A partir da coleção do Museu de Lisboa

Em cada objeto da coleção, o murmúrio da cidade. Em cada caixa. Em cada estante. Em cada armazém. Há que perscrutar essa imensa acumulação de histórias e de estórias que fez cidade esta cidade. Há sempre algo por dizer. De facto, o objeto museológico existe sempre para e na iminência de ser redescoberto. Uma e outra vez. A cada dia que passa, novos significados e novos sentidos se entretecem. A cada novo olhar, outras memórias se avivam. Buscamos o olhar contemporâneo, esse olhar a partir, através, além, para lá de. Que trespassa, pela intemporalidade, a infinita cacofonia de acasos. Que reanima o objeto, depois da sujeição ao número de inventário. Procuramos transcender as classificações, as hierarquias, as etiquetas. Ensaiamos as correlações, as afinidades, as sincronias. De entre as possíveis, as nossas, as vossas.

Sobre a mesa, sem rede nem reticência. Uma casa de todos, para todos. Que se habite a coleção. Que nunca se cale. Lançamos aqui as pistas para o diálogo. Numa encenação sugestiva e inevitavelmente inacabada, as peças reclamam as nossas e as vossas interpelações. Queremos as perguntas, mais do que as respostas. Abrimos esta casa ao debate informal, despretensioso, livre. Trata-se de uma proposta para a ativação da coleção, assente na participação e, por isso, indefinidamente em construção. Que entre toda a gente, a gente desta e de qualquer cidade. Façamos a coleção. Façamos a cidade. Cruzemos as nossas e as vossas memórias. Ouçamos as experiências e as confidências, as opiniões e as sugestões, as ideias e os projetos. Reflitamos sobre os acontecimentos e as circunstâncias, os símbolos e as retóricas, as topografias e as biografias. Construamos juntos um lugar de encontro, de comunhão, de partilha.

Mas não necessariamente de concordância. Importa afirmar a crítica, no sentido da pluralidade, da divergência, da dissensão. Buscamos o olhar caleidoscópico, esse que atravessa – e que, por vezes, fere irremediavelmente – a estrutura institucional, o discurso hegemónico e a verdade absoluta. Propomos um diálogo inédito, reformador, provocatório até. Não impondo uma certa e determinada leitura. Não lendo, mas dando a ler. Que se diga. Que se contradiga. Cremos na contradição, tanto ou mais que no consenso.

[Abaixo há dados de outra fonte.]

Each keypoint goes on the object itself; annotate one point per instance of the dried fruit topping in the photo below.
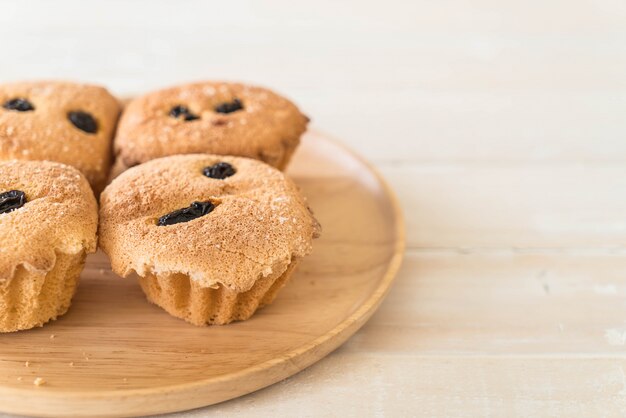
(83, 121)
(229, 107)
(195, 210)
(219, 171)
(19, 104)
(183, 112)
(12, 200)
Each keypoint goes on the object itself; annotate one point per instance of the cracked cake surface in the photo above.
(209, 117)
(59, 121)
(59, 216)
(258, 224)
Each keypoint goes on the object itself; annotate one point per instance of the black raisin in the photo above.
(183, 112)
(219, 171)
(229, 107)
(83, 121)
(11, 200)
(195, 210)
(19, 104)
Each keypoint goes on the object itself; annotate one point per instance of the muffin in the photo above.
(210, 117)
(211, 238)
(59, 121)
(48, 223)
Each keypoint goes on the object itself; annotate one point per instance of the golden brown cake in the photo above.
(48, 223)
(212, 238)
(59, 121)
(210, 117)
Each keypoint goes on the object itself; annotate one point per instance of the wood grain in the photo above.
(114, 354)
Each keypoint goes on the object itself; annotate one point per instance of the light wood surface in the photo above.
(500, 125)
(114, 354)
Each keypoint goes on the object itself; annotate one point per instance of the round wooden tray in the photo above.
(114, 354)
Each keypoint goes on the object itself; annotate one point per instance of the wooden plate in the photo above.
(114, 354)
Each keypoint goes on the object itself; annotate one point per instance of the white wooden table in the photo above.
(501, 126)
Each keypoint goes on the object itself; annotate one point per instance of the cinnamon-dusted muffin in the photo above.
(48, 223)
(59, 121)
(212, 238)
(210, 117)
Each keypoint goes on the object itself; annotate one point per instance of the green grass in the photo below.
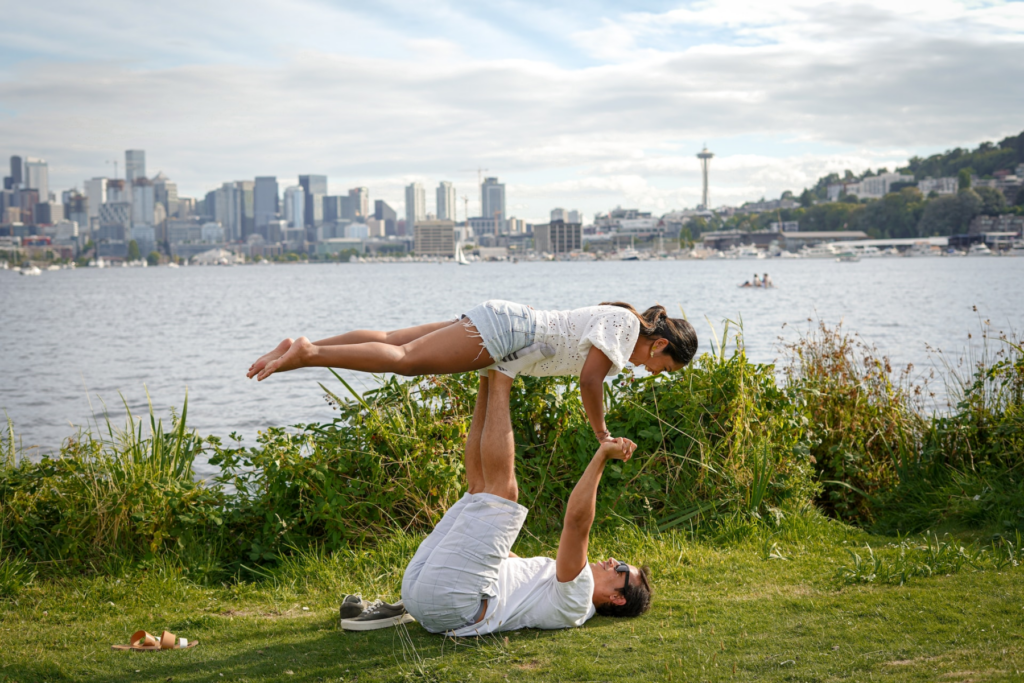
(774, 606)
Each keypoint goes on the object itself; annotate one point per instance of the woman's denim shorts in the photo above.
(504, 327)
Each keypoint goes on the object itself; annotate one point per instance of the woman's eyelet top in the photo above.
(611, 329)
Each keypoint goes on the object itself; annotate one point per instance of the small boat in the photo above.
(460, 257)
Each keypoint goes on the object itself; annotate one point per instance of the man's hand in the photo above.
(617, 449)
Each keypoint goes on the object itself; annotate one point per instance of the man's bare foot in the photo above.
(279, 351)
(293, 358)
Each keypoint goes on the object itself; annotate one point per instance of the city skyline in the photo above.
(782, 94)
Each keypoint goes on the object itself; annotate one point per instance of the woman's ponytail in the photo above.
(655, 324)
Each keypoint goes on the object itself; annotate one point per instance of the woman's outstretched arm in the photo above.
(595, 369)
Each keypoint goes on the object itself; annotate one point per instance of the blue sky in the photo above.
(579, 105)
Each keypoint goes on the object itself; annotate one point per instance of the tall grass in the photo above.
(727, 449)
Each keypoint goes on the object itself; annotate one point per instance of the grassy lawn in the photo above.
(771, 609)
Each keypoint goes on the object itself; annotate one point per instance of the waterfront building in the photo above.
(558, 238)
(434, 238)
(266, 203)
(938, 185)
(493, 203)
(134, 165)
(16, 173)
(295, 205)
(445, 201)
(143, 200)
(416, 207)
(115, 220)
(314, 187)
(166, 194)
(37, 176)
(95, 190)
(359, 198)
(389, 216)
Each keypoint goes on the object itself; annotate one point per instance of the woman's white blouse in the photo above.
(571, 333)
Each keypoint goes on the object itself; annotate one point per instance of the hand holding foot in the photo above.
(279, 351)
(296, 356)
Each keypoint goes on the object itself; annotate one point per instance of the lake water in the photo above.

Em cada objeto da coleção, a latência do agora, essa urgência de contemporaneidade. Há que trazer a coleção à luz desta cidade, a de hoje, hoje e sempre, para que se mantenha como organismo vivo. Convidamos ao debate a partir das micronarrativas, dos fragmentos ou mesmo dos restos. O que fica do que passa? O que fica para lá da espuma das coisas? Pensemos a coleção em todas as suas vertentes – histórica, antropológica, simbólica, urbanística, social, económica, por aí adiante – e no confronto com a atualidade. É sob a luz destes dias que a coleção respira, mesmo que aludindo a outros, mais ou menos distantes. Concebamos a exposição como ponto de partida para a recuperação da vitalidade interrompida. Um novo fôlego. Em cada conversa, a epifania.

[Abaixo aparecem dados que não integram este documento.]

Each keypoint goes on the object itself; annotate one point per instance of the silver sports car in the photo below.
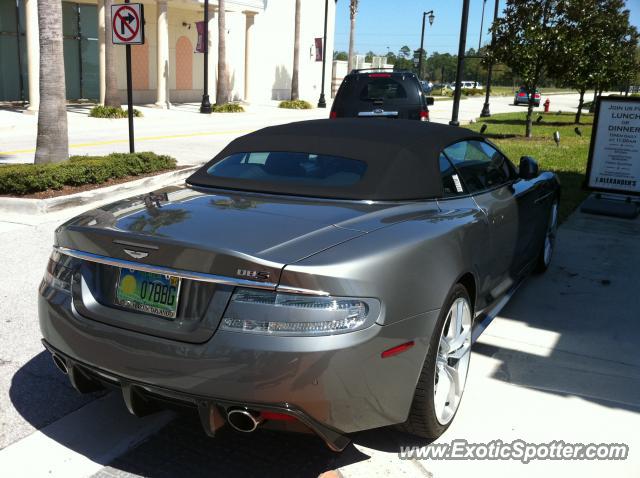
(326, 276)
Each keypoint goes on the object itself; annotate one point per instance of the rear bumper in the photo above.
(338, 383)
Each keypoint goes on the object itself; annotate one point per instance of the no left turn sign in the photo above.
(127, 24)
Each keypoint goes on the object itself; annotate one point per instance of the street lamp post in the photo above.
(461, 49)
(205, 106)
(484, 3)
(421, 52)
(485, 108)
(322, 103)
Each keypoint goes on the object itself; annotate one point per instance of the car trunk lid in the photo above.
(237, 238)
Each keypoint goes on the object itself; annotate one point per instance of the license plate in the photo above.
(147, 292)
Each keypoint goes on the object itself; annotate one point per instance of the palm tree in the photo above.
(222, 86)
(111, 95)
(295, 94)
(353, 11)
(52, 143)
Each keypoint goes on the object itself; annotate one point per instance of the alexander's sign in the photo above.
(614, 155)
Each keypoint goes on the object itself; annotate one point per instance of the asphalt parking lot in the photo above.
(561, 362)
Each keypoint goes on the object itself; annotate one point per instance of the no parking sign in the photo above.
(127, 24)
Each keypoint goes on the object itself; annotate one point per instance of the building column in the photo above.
(248, 43)
(33, 55)
(101, 52)
(162, 93)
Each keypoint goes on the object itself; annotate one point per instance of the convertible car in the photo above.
(324, 276)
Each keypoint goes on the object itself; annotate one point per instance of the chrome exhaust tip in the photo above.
(243, 420)
(60, 363)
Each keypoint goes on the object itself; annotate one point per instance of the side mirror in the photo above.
(528, 168)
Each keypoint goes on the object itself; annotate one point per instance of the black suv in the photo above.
(381, 94)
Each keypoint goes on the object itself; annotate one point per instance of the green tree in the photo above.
(525, 38)
(52, 141)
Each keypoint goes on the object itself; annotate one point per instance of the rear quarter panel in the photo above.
(410, 266)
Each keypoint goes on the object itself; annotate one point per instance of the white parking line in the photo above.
(81, 443)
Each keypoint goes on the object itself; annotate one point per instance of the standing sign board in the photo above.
(614, 155)
(127, 26)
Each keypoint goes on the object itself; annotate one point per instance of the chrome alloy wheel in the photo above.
(452, 361)
(550, 237)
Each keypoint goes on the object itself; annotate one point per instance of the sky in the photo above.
(394, 23)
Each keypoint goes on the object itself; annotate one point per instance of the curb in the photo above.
(33, 207)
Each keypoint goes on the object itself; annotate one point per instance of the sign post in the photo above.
(613, 168)
(128, 29)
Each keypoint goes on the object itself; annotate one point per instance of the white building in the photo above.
(260, 37)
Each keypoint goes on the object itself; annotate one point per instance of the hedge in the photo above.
(100, 111)
(227, 108)
(20, 179)
(295, 105)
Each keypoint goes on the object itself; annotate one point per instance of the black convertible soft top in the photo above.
(401, 156)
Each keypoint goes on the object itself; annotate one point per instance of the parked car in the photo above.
(427, 86)
(522, 97)
(441, 86)
(468, 85)
(325, 276)
(381, 94)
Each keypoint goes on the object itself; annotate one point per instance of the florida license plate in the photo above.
(147, 292)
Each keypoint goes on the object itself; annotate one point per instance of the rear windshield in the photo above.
(381, 87)
(286, 167)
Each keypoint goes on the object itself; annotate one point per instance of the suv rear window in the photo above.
(385, 88)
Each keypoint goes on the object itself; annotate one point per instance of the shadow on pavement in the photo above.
(182, 449)
(42, 394)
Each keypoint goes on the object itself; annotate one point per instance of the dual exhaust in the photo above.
(60, 363)
(243, 420)
(240, 419)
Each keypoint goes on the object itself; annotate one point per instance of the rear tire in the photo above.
(444, 373)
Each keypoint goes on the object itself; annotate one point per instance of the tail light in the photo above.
(58, 272)
(265, 312)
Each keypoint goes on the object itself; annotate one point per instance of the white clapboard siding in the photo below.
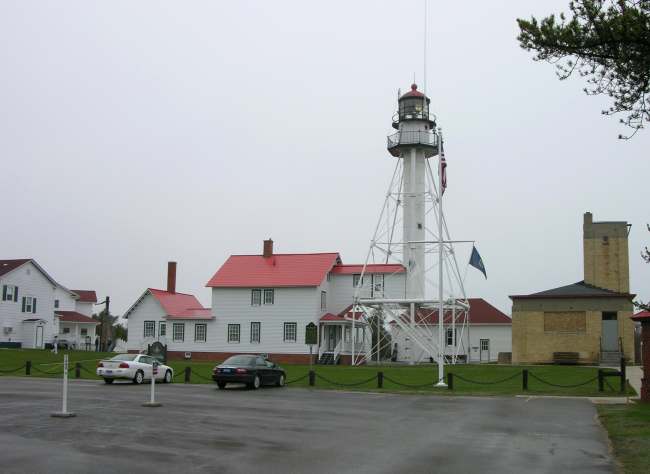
(30, 282)
(499, 336)
(233, 306)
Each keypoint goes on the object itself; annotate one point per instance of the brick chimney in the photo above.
(171, 277)
(268, 249)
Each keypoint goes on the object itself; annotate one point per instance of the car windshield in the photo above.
(124, 357)
(240, 360)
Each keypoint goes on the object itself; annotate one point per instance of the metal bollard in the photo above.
(623, 377)
(601, 381)
(64, 413)
(524, 379)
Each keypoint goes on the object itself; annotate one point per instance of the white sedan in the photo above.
(136, 367)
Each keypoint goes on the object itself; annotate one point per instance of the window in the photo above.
(178, 332)
(377, 285)
(149, 329)
(255, 332)
(256, 297)
(233, 333)
(9, 293)
(200, 332)
(290, 332)
(29, 304)
(451, 337)
(268, 296)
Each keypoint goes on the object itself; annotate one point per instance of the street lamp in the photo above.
(102, 337)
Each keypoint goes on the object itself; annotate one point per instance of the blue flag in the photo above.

Sobre a mesa, sem mestre nem aprendiz. Uma exposição de todos, para todos. É a interpretação como exercício de questionamento. É a curadoria como trabalho de revelação. Diríamos até como prática social, não querendo, ainda assim, ceder às categorizações ou às tendências. Além disso, a superação do abismo entre a vida e a arte. Mas também entre a arte e o artefacto. Não há por que restringir, preterir, elitizar. Construamos juntos um espaço de experimentação. Façamos da galeria o nosso laboratório. Reencontremos a cidade no cidadão anónimo, no lisboeta desconhecido. Em cada retrato seu. Em cada objeto de decoração ou de mobiliário. Em cada representação, artística ou não, dessa pertença. E tanto que fica por expor. E tanto que fica por contar. Devolvamos a coleção à cidade, mesmo que uma ínfima parte, assumindo o compromisso da sua revivificação.

MANIFESTO

“Conjunto de objetos classificados”. É esta a definição enciclopédica de coleção. Objetos naturais ou artificiais, mas também imateriais, são agrupados segundo critérios informados por metodologias científicas, por gostos ou sentimentos pessoais. 

É sobre a mesa que nos debruçamos sobre esta definição enquanto extensão da existência do Homem, uma preparação para a sua morte e legado.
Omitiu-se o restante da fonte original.